Best Uses For Bifacial Solar Panels
- Ground-mounted solar farms: Bifacial panels are ideal for large-scale solar farms placed on open land or in solar fields where they can use trackers to increase energy production.
- Rooftop installations: Bifacial panels can be used on commercial or industrial rooftops, especially those with reflective surfaces like white or metal roofs.
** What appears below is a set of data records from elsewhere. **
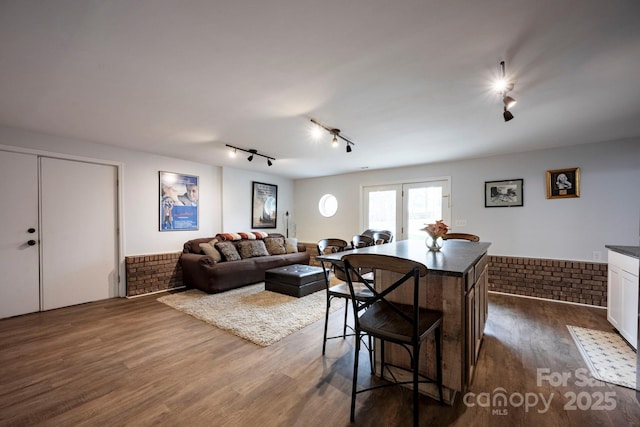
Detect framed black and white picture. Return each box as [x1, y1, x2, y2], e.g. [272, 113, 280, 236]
[484, 179, 524, 208]
[251, 181, 278, 228]
[547, 168, 580, 199]
[159, 171, 200, 231]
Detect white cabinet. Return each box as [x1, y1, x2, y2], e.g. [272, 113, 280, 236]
[607, 250, 638, 349]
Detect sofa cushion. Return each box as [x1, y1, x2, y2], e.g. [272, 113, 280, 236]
[200, 239, 222, 262]
[285, 237, 298, 254]
[264, 237, 287, 255]
[237, 240, 269, 259]
[215, 242, 242, 261]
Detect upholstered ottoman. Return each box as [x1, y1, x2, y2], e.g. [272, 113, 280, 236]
[264, 264, 326, 298]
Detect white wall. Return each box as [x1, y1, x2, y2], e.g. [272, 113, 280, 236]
[0, 126, 294, 256]
[294, 140, 640, 261]
[0, 127, 222, 256]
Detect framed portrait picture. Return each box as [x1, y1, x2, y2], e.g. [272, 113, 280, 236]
[547, 168, 580, 199]
[484, 179, 524, 208]
[159, 171, 200, 231]
[251, 181, 278, 228]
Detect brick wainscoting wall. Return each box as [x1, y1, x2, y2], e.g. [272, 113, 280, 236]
[125, 246, 607, 307]
[489, 255, 607, 307]
[125, 252, 183, 297]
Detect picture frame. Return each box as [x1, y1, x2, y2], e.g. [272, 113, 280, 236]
[484, 178, 524, 208]
[547, 168, 580, 199]
[251, 181, 278, 229]
[158, 171, 200, 231]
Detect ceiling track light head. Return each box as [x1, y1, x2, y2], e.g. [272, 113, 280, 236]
[500, 61, 516, 122]
[502, 95, 517, 108]
[502, 107, 513, 122]
[310, 119, 356, 153]
[225, 144, 276, 166]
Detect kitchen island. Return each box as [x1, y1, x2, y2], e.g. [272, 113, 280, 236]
[316, 240, 490, 403]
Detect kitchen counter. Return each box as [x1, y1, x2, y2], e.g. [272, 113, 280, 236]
[604, 245, 640, 258]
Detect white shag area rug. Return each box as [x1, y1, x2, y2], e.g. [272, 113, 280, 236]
[158, 283, 344, 347]
[567, 325, 636, 389]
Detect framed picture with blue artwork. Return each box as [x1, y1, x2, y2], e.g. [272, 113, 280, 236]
[159, 171, 200, 231]
[251, 181, 278, 228]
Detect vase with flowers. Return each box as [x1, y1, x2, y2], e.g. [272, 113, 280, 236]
[421, 220, 449, 252]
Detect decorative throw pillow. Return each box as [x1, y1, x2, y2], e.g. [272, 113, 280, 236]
[215, 242, 242, 261]
[216, 233, 242, 242]
[264, 237, 287, 255]
[285, 237, 298, 254]
[200, 239, 222, 262]
[238, 240, 269, 259]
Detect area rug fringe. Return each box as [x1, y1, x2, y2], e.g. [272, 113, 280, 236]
[158, 283, 344, 347]
[567, 325, 636, 389]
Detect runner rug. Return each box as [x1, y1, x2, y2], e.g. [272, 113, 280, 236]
[158, 283, 344, 347]
[567, 325, 636, 389]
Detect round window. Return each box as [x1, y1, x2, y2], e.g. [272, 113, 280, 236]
[318, 194, 338, 218]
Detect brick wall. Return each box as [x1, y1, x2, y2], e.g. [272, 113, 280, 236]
[125, 252, 183, 296]
[126, 243, 607, 307]
[489, 256, 607, 307]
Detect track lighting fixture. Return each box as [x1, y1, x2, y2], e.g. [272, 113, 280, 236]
[311, 119, 356, 153]
[247, 150, 258, 161]
[225, 144, 276, 166]
[498, 61, 516, 122]
[502, 106, 513, 122]
[502, 95, 517, 108]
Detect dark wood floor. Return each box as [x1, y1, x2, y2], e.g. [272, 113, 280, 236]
[0, 294, 640, 427]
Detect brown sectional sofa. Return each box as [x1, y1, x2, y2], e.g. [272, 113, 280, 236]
[180, 233, 309, 293]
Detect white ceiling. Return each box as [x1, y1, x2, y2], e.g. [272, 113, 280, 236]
[0, 0, 640, 178]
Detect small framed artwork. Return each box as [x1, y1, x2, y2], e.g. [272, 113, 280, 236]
[547, 168, 580, 199]
[159, 171, 200, 231]
[484, 179, 524, 208]
[251, 181, 278, 228]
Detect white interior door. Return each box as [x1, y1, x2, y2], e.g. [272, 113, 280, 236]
[40, 158, 118, 310]
[0, 151, 40, 318]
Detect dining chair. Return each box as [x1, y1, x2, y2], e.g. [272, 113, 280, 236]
[317, 238, 373, 355]
[442, 233, 480, 242]
[342, 253, 443, 426]
[351, 234, 375, 249]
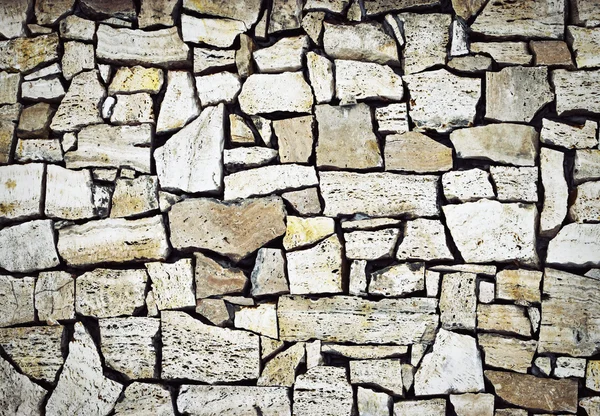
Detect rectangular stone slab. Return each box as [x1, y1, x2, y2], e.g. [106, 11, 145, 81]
[277, 296, 439, 345]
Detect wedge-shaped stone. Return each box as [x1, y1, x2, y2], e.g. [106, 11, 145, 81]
[471, 0, 565, 39]
[154, 104, 225, 192]
[396, 13, 452, 74]
[335, 59, 404, 105]
[443, 199, 539, 265]
[415, 329, 485, 396]
[538, 268, 600, 357]
[450, 123, 538, 166]
[96, 25, 189, 67]
[99, 316, 160, 379]
[477, 334, 537, 374]
[323, 23, 398, 65]
[0, 220, 60, 273]
[551, 69, 600, 116]
[287, 235, 343, 295]
[169, 197, 286, 261]
[0, 163, 44, 222]
[485, 66, 554, 123]
[46, 322, 123, 416]
[238, 72, 313, 115]
[319, 172, 439, 218]
[114, 384, 175, 416]
[177, 385, 291, 416]
[58, 216, 170, 267]
[404, 69, 481, 133]
[225, 164, 319, 200]
[485, 370, 578, 413]
[277, 296, 438, 345]
[65, 124, 152, 173]
[0, 33, 58, 73]
[161, 311, 260, 382]
[315, 103, 383, 169]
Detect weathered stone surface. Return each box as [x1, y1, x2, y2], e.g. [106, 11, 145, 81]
[415, 329, 485, 396]
[319, 172, 439, 217]
[335, 59, 404, 105]
[58, 216, 170, 267]
[224, 164, 319, 200]
[404, 69, 481, 133]
[0, 33, 58, 73]
[443, 199, 539, 265]
[538, 268, 600, 357]
[477, 304, 531, 337]
[44, 165, 96, 220]
[277, 296, 438, 345]
[368, 263, 425, 297]
[114, 384, 175, 416]
[306, 51, 335, 104]
[450, 123, 538, 166]
[551, 69, 600, 116]
[485, 67, 554, 122]
[177, 385, 291, 416]
[161, 311, 260, 384]
[440, 272, 477, 330]
[0, 220, 60, 273]
[96, 25, 189, 67]
[442, 168, 494, 202]
[384, 132, 452, 173]
[287, 235, 343, 295]
[154, 104, 225, 192]
[238, 72, 313, 115]
[46, 322, 122, 416]
[50, 70, 106, 132]
[0, 163, 44, 222]
[485, 370, 577, 413]
[315, 103, 383, 169]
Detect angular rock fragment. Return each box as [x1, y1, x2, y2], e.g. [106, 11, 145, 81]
[335, 59, 404, 105]
[238, 72, 313, 115]
[485, 370, 578, 413]
[286, 235, 343, 295]
[161, 311, 260, 384]
[169, 197, 286, 261]
[404, 69, 481, 133]
[415, 329, 485, 396]
[386, 132, 452, 173]
[0, 220, 60, 273]
[323, 23, 399, 65]
[50, 70, 106, 133]
[154, 104, 225, 192]
[442, 168, 495, 202]
[146, 259, 196, 311]
[485, 67, 554, 123]
[224, 164, 319, 200]
[319, 172, 439, 218]
[396, 13, 452, 74]
[450, 123, 539, 166]
[177, 385, 291, 416]
[440, 272, 477, 331]
[98, 316, 160, 380]
[315, 103, 383, 169]
[277, 296, 438, 345]
[443, 199, 539, 265]
[58, 216, 170, 267]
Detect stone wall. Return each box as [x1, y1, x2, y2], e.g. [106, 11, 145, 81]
[0, 0, 600, 416]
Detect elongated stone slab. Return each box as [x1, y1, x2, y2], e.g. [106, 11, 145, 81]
[277, 296, 439, 345]
[161, 311, 260, 384]
[96, 25, 189, 67]
[169, 197, 286, 261]
[320, 172, 439, 218]
[58, 216, 170, 267]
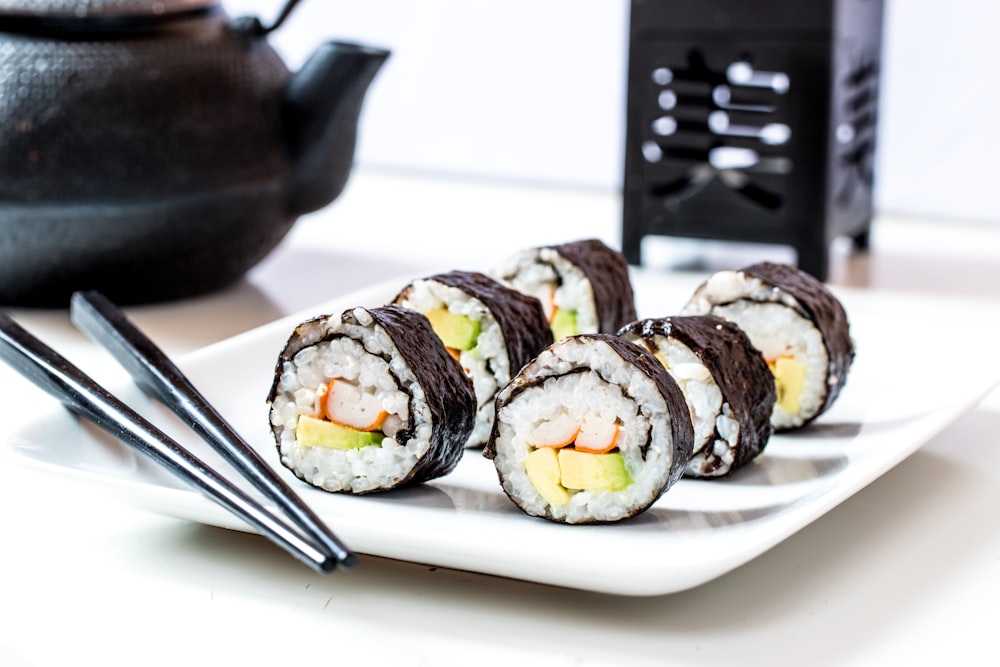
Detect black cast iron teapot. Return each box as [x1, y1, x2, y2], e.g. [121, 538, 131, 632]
[0, 0, 388, 306]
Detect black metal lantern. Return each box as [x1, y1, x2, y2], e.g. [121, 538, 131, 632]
[622, 0, 883, 280]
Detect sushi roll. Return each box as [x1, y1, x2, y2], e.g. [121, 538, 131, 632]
[393, 271, 553, 447]
[268, 306, 476, 494]
[483, 333, 694, 524]
[492, 239, 636, 340]
[681, 262, 854, 431]
[618, 315, 776, 478]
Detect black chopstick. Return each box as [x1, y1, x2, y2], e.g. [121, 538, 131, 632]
[0, 313, 352, 572]
[70, 291, 356, 568]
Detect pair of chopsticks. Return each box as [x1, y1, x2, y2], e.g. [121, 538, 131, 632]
[0, 291, 356, 572]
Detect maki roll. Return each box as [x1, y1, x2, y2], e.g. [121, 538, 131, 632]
[393, 271, 553, 447]
[681, 262, 854, 430]
[618, 315, 776, 477]
[483, 333, 693, 524]
[268, 306, 476, 494]
[492, 239, 636, 340]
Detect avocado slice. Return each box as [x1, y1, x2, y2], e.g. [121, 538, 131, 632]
[524, 447, 569, 505]
[295, 415, 385, 450]
[424, 308, 480, 350]
[550, 308, 580, 340]
[559, 448, 632, 491]
[769, 357, 806, 415]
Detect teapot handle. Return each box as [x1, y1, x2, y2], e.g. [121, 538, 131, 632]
[230, 0, 299, 37]
[261, 0, 299, 35]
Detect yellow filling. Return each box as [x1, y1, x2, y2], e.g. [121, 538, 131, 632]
[767, 357, 806, 415]
[524, 447, 632, 505]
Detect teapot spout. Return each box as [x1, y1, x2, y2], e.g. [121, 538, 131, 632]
[282, 42, 389, 215]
They can take advantage of both direct sunlight and reflected light to generate more electricity.
- Carports and solar canopies: Bifacial solar panels can be integrated into carports and solar canopies in parking lots. They panels serve dual purposes by providing shaded parking spaces while also generating electricity from sunlight and reflected light.
- Floating solar arrays: Bifacial panels are suitable for floating solar installations on bodies of water such as reservoirs, ponds, and lakes. The water's reflective surface enhances their energy capture.
- Agricultural applications: Bifacial panels can be installed on farms, above crops, or on the perimeters of fields.
- Urban environments: Bifacial panels can be used in urban settings where vertical surfaces, like noise barriers along highways or building facades, can benefit from the reflected sunlight to maximize energy production in limited space.
- Desert regions: In desert areas with high sunlight intensity and reflective surfaces like sand, bifacial solar panels are especially effective, as they can capture both direct sunlight and reflected light from the sand.
- Snowy climates: Bifacial panels can perform well in snowy regions, as the snow's reflectivity can enhance their energy generation during winter months.
- Portable and temporary installations: Bifacial panels can be used for temporary installations such as events, construction sites, disaster relief, or military deployments, where flexibility and energy efficiency are crucial.
Are Bifacial Solar Panels Worth It?
Bifacial PV panels are worth it for large solar panel installations, especially for high-consumption businesses or Independent Power Producers (IPPs) that run solar farms. Due to their high efficiency and durability, you'll get faster returns on investment.
According to a study by a leading solar panel manufacturer LONGI, bifacial panels combined with trackers produce 27% more energy than traditional solar panels, making these photovoltaic panels a game changer for large-scale and commercial users.